Для жены Ноя он секретарь, помощник господина министра, по причине занятости супруга вынужденный всюду следовать ним, и даже переселившийся в его дом. «Временно, моя дорогая», - скаля длинные острые зубы, поясняет Шерил Трисии Камелот.
Жена знает обо всём, уверен Лави. Но она истинная леди, и рыжему тощему пареньку с повязкой на глазу улыбается каждый раз приветливо.
Преклонив колени перед сидящим на постели Ноем, Лави осторожно снимает лакированный ботинок.
– Ты мне благодарен? – неожиданно спрашивает Ной, разглядывая огонёк масляной лампы через бокал с белым вином. – Ты же знаешь, что, не уничтожь я твою Невинность, ты стал бы Падшим. Ты осознаёшь, что я спас тебе жизнь?
– Да, господин Камелот, я вам очень благодарен, – Лави кивает. – Если бы ты отпустил меня ещё тогда, на болоте, то и Невинность при себе я бы сохранил. – Так добавил бы Лави-экзорцист; тот, что еле жив ещё внутри молодого книжника. Но его голос звучит всё реже.
И всё же Лави не в чем себя упрекнуть. Он никого не предавал. Он всегда был нейтрален, по случайному стечению обстоятельств став экзорцистом. Но теперь снова – равновесие.
– Кстати… – Шерил оставляет бокал и смотрит на Лави, прищурившись. – Почему ты ни разу не спросил меня о своём учителе?
– Я думал, что вы, господин, сами скажете мне всё, что я должен знать, в надлежащее время. – Лави кажется, что он нашёл самую подходящую формулировку. Старика он не видел уже около месяца, но надеялся, что тот слишком ценен для Ноев как информатор, чтобы делать с ним что-нибудь.
Однако Камелот кривится.
– Где твоё хвалёное любопытство? Я думал, что Книжники – это что-то как минимум интересное, но ты разочаровываешь меня… Так что, ты сам хотел бы узнать о своём учителе?

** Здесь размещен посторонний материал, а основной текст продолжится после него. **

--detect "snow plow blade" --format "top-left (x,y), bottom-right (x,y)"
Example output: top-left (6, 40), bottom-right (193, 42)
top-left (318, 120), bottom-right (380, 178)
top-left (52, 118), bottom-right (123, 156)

– Да, господин, – Лави кивает.
Камелот ухмыляется, ленивым движением приглаживает волнистые жёсткие волосы, протягивает Лави руку, чтобы тот начал расстёгивать рубашку с рукава.
– Так вот, твой учитель…
– …не возражаю, если ты запишешь это в свою Летопись. Ты ведь считаешь этот факт значительным для истории?

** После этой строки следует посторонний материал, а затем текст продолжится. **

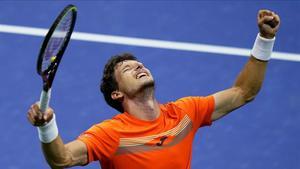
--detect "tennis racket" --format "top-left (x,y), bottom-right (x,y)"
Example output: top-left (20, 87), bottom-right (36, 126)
top-left (37, 5), bottom-right (77, 112)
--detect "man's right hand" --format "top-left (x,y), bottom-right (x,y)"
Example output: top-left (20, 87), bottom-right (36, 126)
top-left (27, 102), bottom-right (54, 126)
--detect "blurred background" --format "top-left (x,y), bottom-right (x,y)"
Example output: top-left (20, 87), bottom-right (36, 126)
top-left (0, 0), bottom-right (300, 169)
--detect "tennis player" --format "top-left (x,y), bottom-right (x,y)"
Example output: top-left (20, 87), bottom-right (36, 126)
top-left (28, 10), bottom-right (280, 169)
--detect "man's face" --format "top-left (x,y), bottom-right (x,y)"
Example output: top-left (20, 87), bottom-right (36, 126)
top-left (114, 60), bottom-right (154, 97)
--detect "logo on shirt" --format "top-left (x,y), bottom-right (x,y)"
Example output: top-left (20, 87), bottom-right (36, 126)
top-left (156, 136), bottom-right (168, 146)
top-left (116, 115), bottom-right (193, 154)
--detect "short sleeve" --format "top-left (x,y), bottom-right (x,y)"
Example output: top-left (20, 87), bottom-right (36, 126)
top-left (174, 95), bottom-right (215, 128)
top-left (77, 121), bottom-right (119, 163)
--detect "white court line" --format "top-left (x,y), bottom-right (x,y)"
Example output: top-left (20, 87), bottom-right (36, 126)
top-left (0, 24), bottom-right (300, 62)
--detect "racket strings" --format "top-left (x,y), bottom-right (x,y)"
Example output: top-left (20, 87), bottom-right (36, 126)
top-left (42, 11), bottom-right (73, 72)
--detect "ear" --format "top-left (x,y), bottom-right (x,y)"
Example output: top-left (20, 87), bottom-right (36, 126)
top-left (110, 90), bottom-right (124, 100)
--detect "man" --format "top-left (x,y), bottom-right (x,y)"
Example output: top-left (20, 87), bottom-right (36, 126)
top-left (28, 10), bottom-right (280, 169)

– Да, вы правы, господин, – отвечает Лави, аккуратно складывая вещи Ноя. – Это следует записать.
Шерил откидывает покрывало, ложится в постель.
– Мне долго ждать? – нетерпеливо говорит он.
У Лави никак не получается записать смерть Книжника на бумагу. У Лави не выходит уложить эту новость в своей голове. А он ещё думал, что готов к подобному повороту событий.
Старик умер в ту ночь, когда взбешённый его молчанием Шерил мучил Лави. Он ничего так и не сказал. Может, просто не успел – сердце не выдержало.
Сколько Лави ни пытается написать об этом, у него не выходит. Слезы смешиваются с чернилами, слов не разобрать.
В конце концов он скидывает на пол бумагу, проливает чернила. Плевать, что будет завтра.
Он сидит на кровати в углу крохотной комнаты и отчаянно плачет. Зажимает рукой рот – не потому, что не хочет быть услышанным. Лави кажется, что если дать его огромному горю выйти наружу, оно просто разорвёт его.
И ему плевать на то, что думает по этому поводу Лави-Книжник. И он презирает Лави, который пресмыкается перед Ноем. Но он больше не экзорцист. Кто же тогда рыдает над смертью старика?
Снова сесть за письмо получается только под утро. Слава Создателю, в чернильнице осталось немного на донышке.
«С третьего числа месяца февраля 18** года я, Лави, являюсь последним из клана Книжников. Единственным, кто ведёт Летопись Последней Войны отныне и до самого конца…»
Он по-прежнему не знает, кто пишет сейчас за него эти строки.